さて、このラインアップを見て、最も注目すべきはiPhone 4S、ではなく、価格が下がったiPhone 4、そしてさらに無料になったiPhone 3GSだ。
もちろん2年契約という前提での価格であり、2年契約で$199であるiPhone 4S 16GBが、SIMロックフリーでは$649であることを考えると、$99のiPhone 4が$549、無料のiPhone 3GSが$450という計算式も立つのだが、2年契約で無料になった意味は大きい。もちろん日本ではiPhone 4の16GB版が既に無料だった、というのはあるんだけれども。
Appleはこれまで、iPhoneを高付加価値のスマートフォンという位置づけにしてきた。導入から4年目、合計5機種がラインアップするようになり、2世代前のモデルを廉価版としてラインアップに残している。そしてソフトウエアのプラットホームである最新版のiOS 5はiPhone 3GSまでサポートを続けている状態にある。
もちろんハードウエア制約があるカメラやSiriといった機能は使えないかもしれないが、画面サイズ等が堅持されており、アプリはこれまで通り動作することができる。つまり、iPhone向けアプリの新興国向けの爆発的な市場拡大を、iPhone 3GSとiPhone 4が担う可能性があると言うことだ。
それでも、実質的に$450という価格は高いかも知れない。しかしキャリアの通信費用だけでiPhone 3GSが利用できるようになる国が拡大することは非常に意味があることじゃないか、と考えている。あるいは、新興国向けの通信キャリアと投資銀行などが何らかのスキームを作ることもあるかも知れない。新たなサブプライムにならないような配慮は必要だけれども。
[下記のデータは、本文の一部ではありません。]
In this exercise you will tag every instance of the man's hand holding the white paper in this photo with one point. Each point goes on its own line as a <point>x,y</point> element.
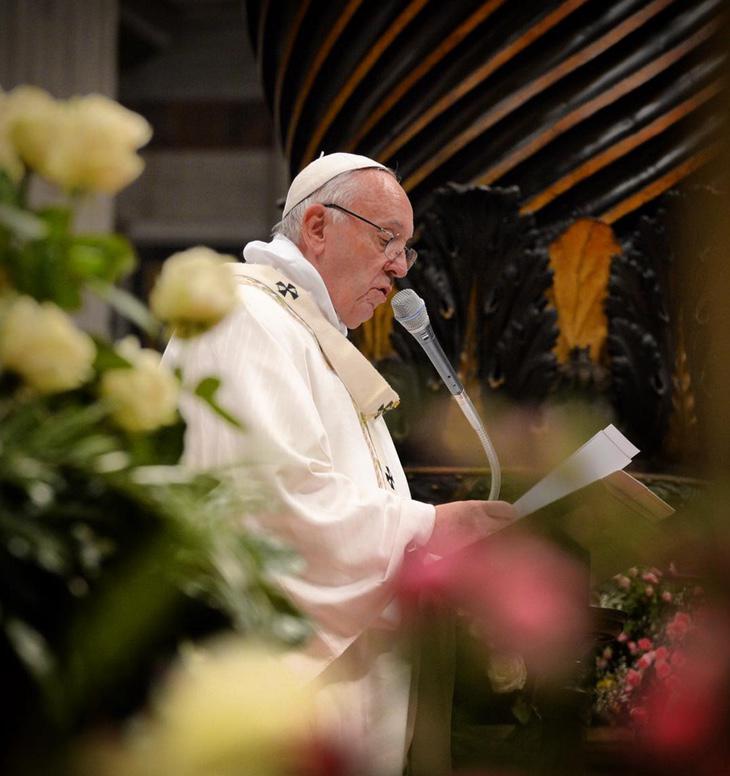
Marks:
<point>460,523</point>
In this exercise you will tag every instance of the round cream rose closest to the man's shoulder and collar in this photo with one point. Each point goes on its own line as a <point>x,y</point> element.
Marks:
<point>194,291</point>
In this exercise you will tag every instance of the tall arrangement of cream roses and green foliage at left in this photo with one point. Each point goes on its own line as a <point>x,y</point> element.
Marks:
<point>108,545</point>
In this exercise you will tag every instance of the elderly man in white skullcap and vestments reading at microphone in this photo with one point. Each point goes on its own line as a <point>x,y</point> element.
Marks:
<point>313,407</point>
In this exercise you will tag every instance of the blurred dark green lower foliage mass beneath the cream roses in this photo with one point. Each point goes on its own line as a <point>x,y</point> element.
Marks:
<point>103,537</point>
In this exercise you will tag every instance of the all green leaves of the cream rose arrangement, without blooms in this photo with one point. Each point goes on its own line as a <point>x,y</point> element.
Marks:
<point>111,552</point>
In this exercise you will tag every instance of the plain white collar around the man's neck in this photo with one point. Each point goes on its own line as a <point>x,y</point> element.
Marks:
<point>282,254</point>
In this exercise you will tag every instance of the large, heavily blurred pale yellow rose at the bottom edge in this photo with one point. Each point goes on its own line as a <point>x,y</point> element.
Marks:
<point>234,710</point>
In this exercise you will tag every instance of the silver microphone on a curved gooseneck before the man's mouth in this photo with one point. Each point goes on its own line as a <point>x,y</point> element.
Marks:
<point>410,311</point>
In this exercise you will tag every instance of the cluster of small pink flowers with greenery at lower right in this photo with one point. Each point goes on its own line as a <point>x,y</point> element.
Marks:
<point>662,611</point>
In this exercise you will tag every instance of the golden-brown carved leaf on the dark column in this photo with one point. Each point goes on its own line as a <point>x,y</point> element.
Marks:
<point>581,259</point>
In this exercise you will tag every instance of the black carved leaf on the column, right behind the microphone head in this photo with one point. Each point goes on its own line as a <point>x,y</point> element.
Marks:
<point>483,273</point>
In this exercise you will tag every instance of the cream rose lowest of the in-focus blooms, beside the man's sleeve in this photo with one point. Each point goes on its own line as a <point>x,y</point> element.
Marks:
<point>144,396</point>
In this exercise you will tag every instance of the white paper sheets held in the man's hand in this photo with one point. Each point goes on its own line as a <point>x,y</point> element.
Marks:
<point>606,452</point>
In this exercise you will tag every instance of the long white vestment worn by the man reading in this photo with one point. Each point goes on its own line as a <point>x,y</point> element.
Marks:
<point>343,499</point>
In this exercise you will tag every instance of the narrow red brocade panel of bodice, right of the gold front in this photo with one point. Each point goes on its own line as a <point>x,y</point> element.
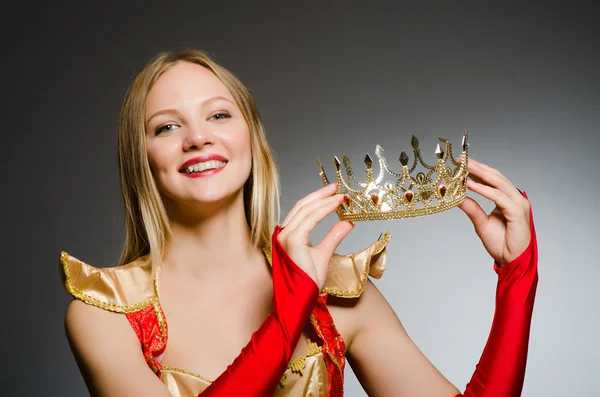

特に、中央アジアからアフリカ諸国にかけてのラインは、通信によって政治や経済、産業、教育が大きく変化しているエリアである。ここにAppleのiPhoneとその上で動くiOS向けアプリが導入されていくことは、これまでにない可能性を秘めている。もちろん、NokiaやSamsung、LGは既に廉価版のスマートフォンを導入しにかかっているが、iOSのプラットホームの強みは、最新版のiPhone 4S向けに作ったアプリだって、廉価版のiPhone 3GS向けに作ったアプリで動かすことができる点なのだ。
開発者の皆さん、ぜひアプリのラインアップにiPhone 3GS + iOS 5の環境でキレイに動くアプリをチューニングしておいて下さい。そして多言語対応、あるいは非言語対応もお忘れなく。